La mayoría para abuchearlo.
Otros, en cambio, aplaudimos con fervor. Hacía falta valor para decir aquello.
— Es lo que ocurre al pedir un deseo -había explicado-. Estoy pensando en fuentes, en pozos, en monedas. Todos lo hemos pedido alguna vez -el viejo carraspeó-. Lanzas un penique y, por un momento, ves cómo tu reflejo se deshace en las ondas, las ondas de la superficie. Luego tu imagen, poco a poco, vuelve a recuperar su forma. Y te mira. Y tú la miras -decía el ciego. Algunos sonrieron-. Y entonces te vas. Pero ocurre. Yo he sido testigo.
Hubo un gran silencio.
— Tu reflejo recoge la moneda -continuó-. Sí, tu otro yo. La recoge y se va. Se va a ponerse manos a la obra.

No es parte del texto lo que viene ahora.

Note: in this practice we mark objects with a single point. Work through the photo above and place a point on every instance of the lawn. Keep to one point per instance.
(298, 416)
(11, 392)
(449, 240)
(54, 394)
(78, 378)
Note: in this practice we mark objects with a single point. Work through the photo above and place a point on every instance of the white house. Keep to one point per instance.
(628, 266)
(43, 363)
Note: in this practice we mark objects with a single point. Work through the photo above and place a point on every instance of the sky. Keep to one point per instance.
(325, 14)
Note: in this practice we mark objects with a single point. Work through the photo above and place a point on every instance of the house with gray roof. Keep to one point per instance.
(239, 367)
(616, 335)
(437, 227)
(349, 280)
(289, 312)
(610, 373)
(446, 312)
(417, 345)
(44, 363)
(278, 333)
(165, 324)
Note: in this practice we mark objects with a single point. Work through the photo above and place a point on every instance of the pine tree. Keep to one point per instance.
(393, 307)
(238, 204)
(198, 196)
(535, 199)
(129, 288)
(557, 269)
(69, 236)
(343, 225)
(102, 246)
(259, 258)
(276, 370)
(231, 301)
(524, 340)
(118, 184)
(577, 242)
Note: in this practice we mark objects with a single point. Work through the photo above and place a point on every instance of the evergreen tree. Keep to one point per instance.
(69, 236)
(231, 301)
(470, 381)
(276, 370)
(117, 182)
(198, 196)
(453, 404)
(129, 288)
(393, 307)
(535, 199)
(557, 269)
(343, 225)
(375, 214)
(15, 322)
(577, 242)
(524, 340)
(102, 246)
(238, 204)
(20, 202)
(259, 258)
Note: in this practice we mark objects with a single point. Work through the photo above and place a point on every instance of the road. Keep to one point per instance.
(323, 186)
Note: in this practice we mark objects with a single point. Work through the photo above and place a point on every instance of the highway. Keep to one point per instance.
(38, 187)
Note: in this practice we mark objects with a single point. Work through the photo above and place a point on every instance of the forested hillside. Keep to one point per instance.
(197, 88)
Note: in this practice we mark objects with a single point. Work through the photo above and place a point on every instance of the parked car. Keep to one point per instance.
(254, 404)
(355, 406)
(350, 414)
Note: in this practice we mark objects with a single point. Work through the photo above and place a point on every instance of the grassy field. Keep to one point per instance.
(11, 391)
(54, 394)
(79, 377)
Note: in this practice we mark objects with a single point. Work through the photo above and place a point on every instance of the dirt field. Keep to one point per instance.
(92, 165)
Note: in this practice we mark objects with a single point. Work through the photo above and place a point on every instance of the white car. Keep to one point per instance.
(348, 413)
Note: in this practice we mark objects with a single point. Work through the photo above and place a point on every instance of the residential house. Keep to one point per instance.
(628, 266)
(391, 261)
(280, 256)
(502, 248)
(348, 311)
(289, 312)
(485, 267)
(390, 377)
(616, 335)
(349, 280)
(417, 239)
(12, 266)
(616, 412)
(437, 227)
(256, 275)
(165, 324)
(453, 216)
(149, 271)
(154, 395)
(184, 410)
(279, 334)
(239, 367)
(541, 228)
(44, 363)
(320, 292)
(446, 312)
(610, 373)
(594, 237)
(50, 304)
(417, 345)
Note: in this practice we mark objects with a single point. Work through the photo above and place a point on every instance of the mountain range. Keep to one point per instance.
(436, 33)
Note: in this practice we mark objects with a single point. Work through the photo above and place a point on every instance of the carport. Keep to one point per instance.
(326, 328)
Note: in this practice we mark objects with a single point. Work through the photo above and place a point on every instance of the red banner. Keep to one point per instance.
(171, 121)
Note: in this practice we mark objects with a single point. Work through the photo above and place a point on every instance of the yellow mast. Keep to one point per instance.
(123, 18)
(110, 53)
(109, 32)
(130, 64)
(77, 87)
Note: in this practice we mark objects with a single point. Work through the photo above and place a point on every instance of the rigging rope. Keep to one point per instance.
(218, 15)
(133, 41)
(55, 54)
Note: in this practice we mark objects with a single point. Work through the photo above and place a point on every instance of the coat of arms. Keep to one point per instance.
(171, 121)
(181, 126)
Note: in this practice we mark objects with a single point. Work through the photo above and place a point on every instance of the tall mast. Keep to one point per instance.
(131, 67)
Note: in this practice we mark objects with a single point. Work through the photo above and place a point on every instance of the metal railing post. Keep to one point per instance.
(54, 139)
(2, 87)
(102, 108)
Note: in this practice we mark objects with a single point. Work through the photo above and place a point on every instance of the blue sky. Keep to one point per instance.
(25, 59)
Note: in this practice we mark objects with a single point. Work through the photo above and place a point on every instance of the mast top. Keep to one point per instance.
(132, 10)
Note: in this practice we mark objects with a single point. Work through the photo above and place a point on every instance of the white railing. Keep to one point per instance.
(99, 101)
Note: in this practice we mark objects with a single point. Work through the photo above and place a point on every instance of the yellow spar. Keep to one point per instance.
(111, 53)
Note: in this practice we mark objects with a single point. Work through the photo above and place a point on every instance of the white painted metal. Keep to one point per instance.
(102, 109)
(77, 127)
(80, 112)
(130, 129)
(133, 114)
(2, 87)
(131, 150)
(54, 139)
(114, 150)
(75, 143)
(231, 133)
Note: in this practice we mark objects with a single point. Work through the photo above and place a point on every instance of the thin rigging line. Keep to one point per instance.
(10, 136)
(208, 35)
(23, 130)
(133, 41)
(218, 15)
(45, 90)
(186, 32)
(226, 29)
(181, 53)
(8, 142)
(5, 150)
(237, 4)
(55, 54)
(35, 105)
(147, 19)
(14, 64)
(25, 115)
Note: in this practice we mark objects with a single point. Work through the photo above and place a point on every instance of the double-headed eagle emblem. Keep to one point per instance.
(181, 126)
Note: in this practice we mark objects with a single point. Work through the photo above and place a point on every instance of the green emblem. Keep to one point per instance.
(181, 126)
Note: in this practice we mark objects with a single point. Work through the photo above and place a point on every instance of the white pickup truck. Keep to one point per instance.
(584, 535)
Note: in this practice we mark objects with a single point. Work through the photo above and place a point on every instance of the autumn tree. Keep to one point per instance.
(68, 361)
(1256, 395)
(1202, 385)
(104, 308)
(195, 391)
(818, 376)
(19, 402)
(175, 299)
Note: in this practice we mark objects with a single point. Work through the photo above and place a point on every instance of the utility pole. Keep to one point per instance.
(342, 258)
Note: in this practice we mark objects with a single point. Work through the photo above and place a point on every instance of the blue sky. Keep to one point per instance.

Y con aquella frase se acabó su prestigio.
La figura más sólida del academicismo del siglo XIX cayó profundamente en el descrédito y tuvo que abandonar por fin las aulas.
Nadie, ni yo, nos dimos cuenta entonces de que aquel que había hablado no era él, sino el yo de su reflejo.
El que había recogido la moneda y cumplido el último deseo de un anciano: volver a hacer temblar a un paraninfo. Crear un terremoto de abucheos, carcajadas y aplausos en la universidad donde había sido un gigante y ahora entraba a tientas, arrastrando los pies y la apatía.